Why It Matters: The Atra-Hasis is the direct source of both the Gilgamesh Flood tablet (Tablet XI) and the Genesis Flood narrative. The borrowing is beyond dispute: the details match point for point the warning God, the boat, the animals, the dove, the raven, the sacrifice after landing, the divine regret. But the Atra-Hasis is theologically richer and more honest than its derivative. In the Babylonian original, the Flood is not a moral judgement against human wickedness (the Genesis rationale); it is the panicked overreaction of a God (Enlil) who cannot tolerate the noise of the species he helped create. The destruction is not righteous; it is petulant. And the God who saves humanity is not the God who decreed the destruction but a different God (Enki) who defies the decree out of compassion for his creation.

This is a radically different theology from the Genesis account, in which one God sends the Flood and the same God saves Noah a logical contradiction that the monotheistic framework cannot resolve. In the polytheistic original, the contradiction does not arise: different Gods have different characters, different agendas, and different relationships with humanity. Enki’s defiance of Enlil is the Promethean act in Mesopotamian form: a God who risks divine displeasure to preserve the species he loves. The Zevist recognises in Enki the same principle recognised in Prometheus, in the Serpent of Eden, in every divine figure who defied an unjust decree to protect humanity.

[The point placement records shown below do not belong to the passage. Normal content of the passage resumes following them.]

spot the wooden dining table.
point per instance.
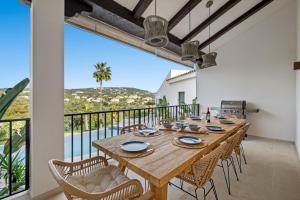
(167, 160)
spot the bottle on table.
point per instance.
(208, 115)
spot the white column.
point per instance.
(47, 86)
(297, 140)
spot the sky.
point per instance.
(130, 67)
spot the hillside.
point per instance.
(89, 99)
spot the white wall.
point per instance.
(47, 85)
(170, 89)
(256, 66)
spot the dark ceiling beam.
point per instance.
(221, 11)
(140, 8)
(236, 22)
(182, 13)
(127, 14)
(73, 7)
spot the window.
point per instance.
(181, 98)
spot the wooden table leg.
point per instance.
(160, 193)
(122, 165)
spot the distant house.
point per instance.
(130, 100)
(179, 87)
(90, 99)
(114, 100)
(147, 99)
(133, 97)
(98, 100)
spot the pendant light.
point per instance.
(189, 50)
(209, 59)
(156, 30)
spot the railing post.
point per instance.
(27, 154)
(140, 121)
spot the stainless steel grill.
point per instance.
(237, 108)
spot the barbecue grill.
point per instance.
(237, 108)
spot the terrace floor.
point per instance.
(272, 172)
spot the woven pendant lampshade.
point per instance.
(156, 31)
(190, 50)
(209, 60)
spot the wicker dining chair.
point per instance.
(95, 179)
(239, 149)
(228, 158)
(201, 172)
(131, 128)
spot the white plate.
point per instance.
(189, 140)
(147, 131)
(134, 146)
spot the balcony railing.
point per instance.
(82, 128)
(14, 156)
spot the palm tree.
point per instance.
(102, 73)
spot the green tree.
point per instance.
(102, 73)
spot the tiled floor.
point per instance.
(272, 173)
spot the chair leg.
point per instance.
(238, 159)
(243, 154)
(214, 189)
(227, 180)
(234, 168)
(145, 182)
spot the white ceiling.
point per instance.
(168, 8)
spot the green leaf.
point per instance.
(10, 95)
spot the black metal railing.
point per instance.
(82, 128)
(14, 156)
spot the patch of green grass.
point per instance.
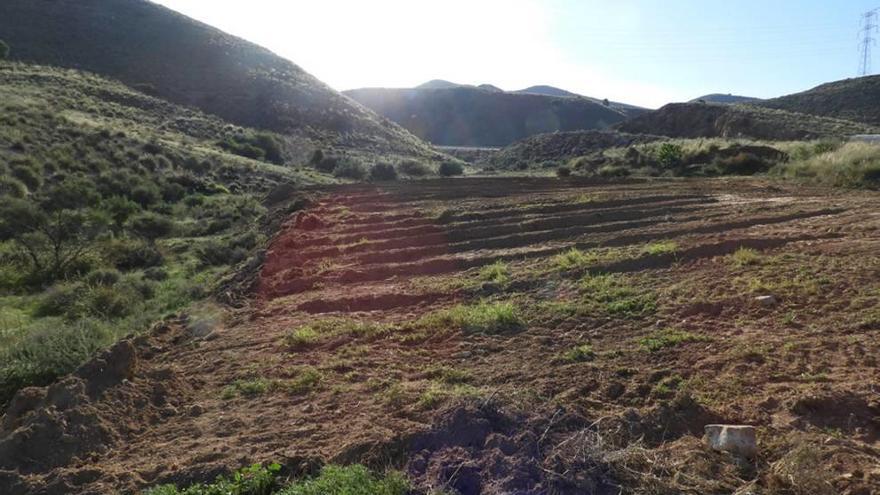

What to Take From It: The Genesis Flood is borrowed from this text; the original is more honest and more complete. The Gods are plural and they disagree this is more theologically coherent than a single God who is both destroyer and saviour. Humanity was created to serve a function in the divine economy, and the Gods who created us have obligations toward us. Enki’s compassion is the Promethean principle in Mesopotamian form. The Flood was not righteous judgement; it was divine overreaction corrected by divine compassion.

The Flood was not justice. It was a God’s tantrum. And the hero survived not because the destroyer relented, but because another God Enki, the Wise defied the decree. The Genesis version erased the dissent, the plurality, and the compassion. The original preserves all three.